Several years ago my husband and I spent a week driving the Eastern part of the Peloponnese–with the objective of seeing some of the lesser visited parts of Greece.  Our reward was a stay in the damp, dark, mosquito-filled stone tower-house in the Mani peninsula. Other than the mosquitoes, the experience fit the journey perfectly.

A drive through the Mani sometimes seems a bit surreal. I am amazed that no one has filmed a medieval or apocalyptic science fiction film there. (If they have, I’m sure one of my eagle-eyed readers will let me know.)  Besides the wonderfully rough landscape, with the Balkan Mountains dwindling down toward the sea, the fields are dotted with  three and four story gray stone towers.  It looks as though someone had subtracted the Medieval castles that should be attached, and you are confident that the buildings date back to at least 1400.  But they do not.

These buildings are houses built in the 19th century, not to protect against an exterior enemy, but to protect one family from the next. What terrible times to live in, when you distrusted your neighbor so much that you were willing to wall yourself up in a tower with limited access except by ladder to the 2nd floor.

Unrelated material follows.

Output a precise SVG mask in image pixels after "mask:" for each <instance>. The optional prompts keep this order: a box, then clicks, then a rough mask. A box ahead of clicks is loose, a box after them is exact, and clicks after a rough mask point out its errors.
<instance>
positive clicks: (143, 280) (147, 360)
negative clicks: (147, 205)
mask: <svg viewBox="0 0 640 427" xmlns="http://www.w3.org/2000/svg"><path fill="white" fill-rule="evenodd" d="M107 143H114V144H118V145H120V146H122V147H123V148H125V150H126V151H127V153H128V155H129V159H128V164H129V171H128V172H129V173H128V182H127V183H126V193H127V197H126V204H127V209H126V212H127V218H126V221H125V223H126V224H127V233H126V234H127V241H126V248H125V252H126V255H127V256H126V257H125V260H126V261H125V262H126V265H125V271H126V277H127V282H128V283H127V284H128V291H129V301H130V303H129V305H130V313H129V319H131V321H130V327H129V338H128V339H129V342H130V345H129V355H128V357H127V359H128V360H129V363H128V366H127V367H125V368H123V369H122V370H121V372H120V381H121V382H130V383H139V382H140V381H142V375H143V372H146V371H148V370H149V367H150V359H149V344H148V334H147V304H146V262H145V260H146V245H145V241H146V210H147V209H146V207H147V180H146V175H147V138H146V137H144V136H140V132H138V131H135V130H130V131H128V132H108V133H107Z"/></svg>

Nowadays, few people live in these towers, but they were built for the ages, so photographers can have a hey-day.  Patrick Leigh Fermor, my aforementioned favorite travel writer (neglected by the Telegraph) wrote the definitive book on the Mani, which he tramped across by foot, rugged mountain man that he was. He arrived in Greece during the 2nd world war and helped the rebels in Crete make life miserable for the German occupiers.  He brought with him a classical education, and a finely observant eye.  Although some of the man-made buildings he talked about have changed, much of the Mani is the same place that he traveled over, and his beautifully written book serves as a decent guide today (even though he says they are not guidebooks–see quote below). Fermor lived out his long life in Greece after the war.

Fermor also wrote about Northern Greece, Europe, and even the Caribbean, and I hope to get around to talking about his other books. But in the meantime, if you see a book by Fermor, buy it, read it, and then see if you don’t want to get away, traveling in his footsteps.

These private invasions of Greece, then, are directed at the least frequented regions, often the hardest of access and the least inviting to most travellers, for it is here that what I am in search of is to be found. This is in a way the opposite of a guide book, for many of the best-known parts of ancient Greece, many of the world’s marvels, will be perforce and most unwillingly…left out.” P.L.F.